Shortly before I was let go - when it finally dawned upon everyone that I would never reach that next rung on the ladder - I transitioned my medication to Tysabri, which runs into the five figures per dose, on a monthly basis.

Tysabri is a heavy burden to bear, but the cost is a pittance, when compared to the loss of mental faculties and physical abilities, which are the inevitable outcomes of MS (President Bartlett, notwithstanding). Carrying this load on COBRA coverage is but a temporary balm - at best - as my savings dwindle while I await the completion of the bridge that will take me from the health care system we have today to the health care system we need for tomorrow.

Saturday, May 2, 2009

First Things First

It is important to note - right up front, before things wander hither and yon - that being diagnosed with multiple sclerosis (hereafter presented as MS) is not a sentence of death.  That is important because reaching this outcome was in doubt for a time.  I was handed a diagnosis of MS by an ear, nose and throat specialist and I have to say there was a palpable sense of relief - on his part - when he gave me the news.

He was relieved.

And I suppose, it was to be expected.  After all, he and I had been on a long strange journey up until that point and where it was going to end was unknown and no one has to teach us to fear the unknown.  Rather, we must be taught to not fear the unknown.  For me - and knowing my mother - that teaching surely began before birth, in some lullaby softly sung to soothe a restless child, impatient even here, in the womb.  Or I suppose I could even date that first lesson to one of the nursery rhymes I was taught as a child - you know, one of those little couplets that you learned at such a young age it is as though it were inscribed into your neural pathways.  But given my druthers - and this is my story, so whose druthers could be better used - I would mark the milepost of when I was first explicitly taught to not fear the unknown to be the summer of my fourteenth year.

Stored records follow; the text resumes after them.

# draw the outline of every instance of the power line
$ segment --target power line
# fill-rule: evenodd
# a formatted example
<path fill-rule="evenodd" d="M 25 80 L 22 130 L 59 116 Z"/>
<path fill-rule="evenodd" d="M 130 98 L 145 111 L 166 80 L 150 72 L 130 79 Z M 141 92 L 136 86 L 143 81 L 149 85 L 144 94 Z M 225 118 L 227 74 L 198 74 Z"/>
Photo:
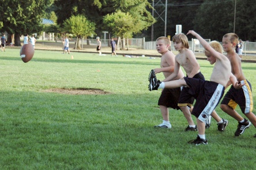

And I further suppose, that I should take this point to announce that I am not quite certain of that date, but it feels right so I am loathe to change it.  There was a time, when while I would never say I have a picture perfect memory, I would easily say that if an answer - any answer to any question - felt like the right answer when it floated to the top of my head (and as I learned to trust that first answer) I was rewarded with the reports that it was indeed, the right answer.  This was an enormous comfort to me on my journeys through school; if you could look at a question and look at a set of answers and have the right answer just shout at you, "Pick me!", well, that made for a good day.  Fill in the blank, multiple choice, even essay questions - sometimes it seemed as though merely holding pencil to paper freed the answer to flow from the recesses of my mind on to the page.  And for a long time, that is what made school such a nice, safe place to be, for they never asked you a question but for them having already told you the answer at some point prior.  You didn't have to think of the answer so much as you had to recall it - and how helpful was it for the teacher to phrase the question the same on the test as she had in class?

So, fourteen came to mind when I asked myself, "when was that Sunday School (play? performance? recital? presentation?) event?  You know the one where I was asked to recite the 23 Psalm before the gathered adults, all hopeful and eager to see the young faces of their children on stage, in a quasi-coming out announcement to the world to be ready!  So I repeat my reticence to change - or even research - fourteen, as it is the first answer that appeared in my head.  I am already building this tale around the summer of my fourteenth year and the longer it stays in my mind it takes on the presence of a talisman, connecting up with flotsam from my youth into an over-arching story line, but as the foundational piece it has even greater relevance - seemingly - so (and I might have said this before) I am loathe to change it.

If that was when I first became conscious of the concept of "freedom from fear", it would take another two decades for me to actually have something of which to be afraid.  What a blessing that was.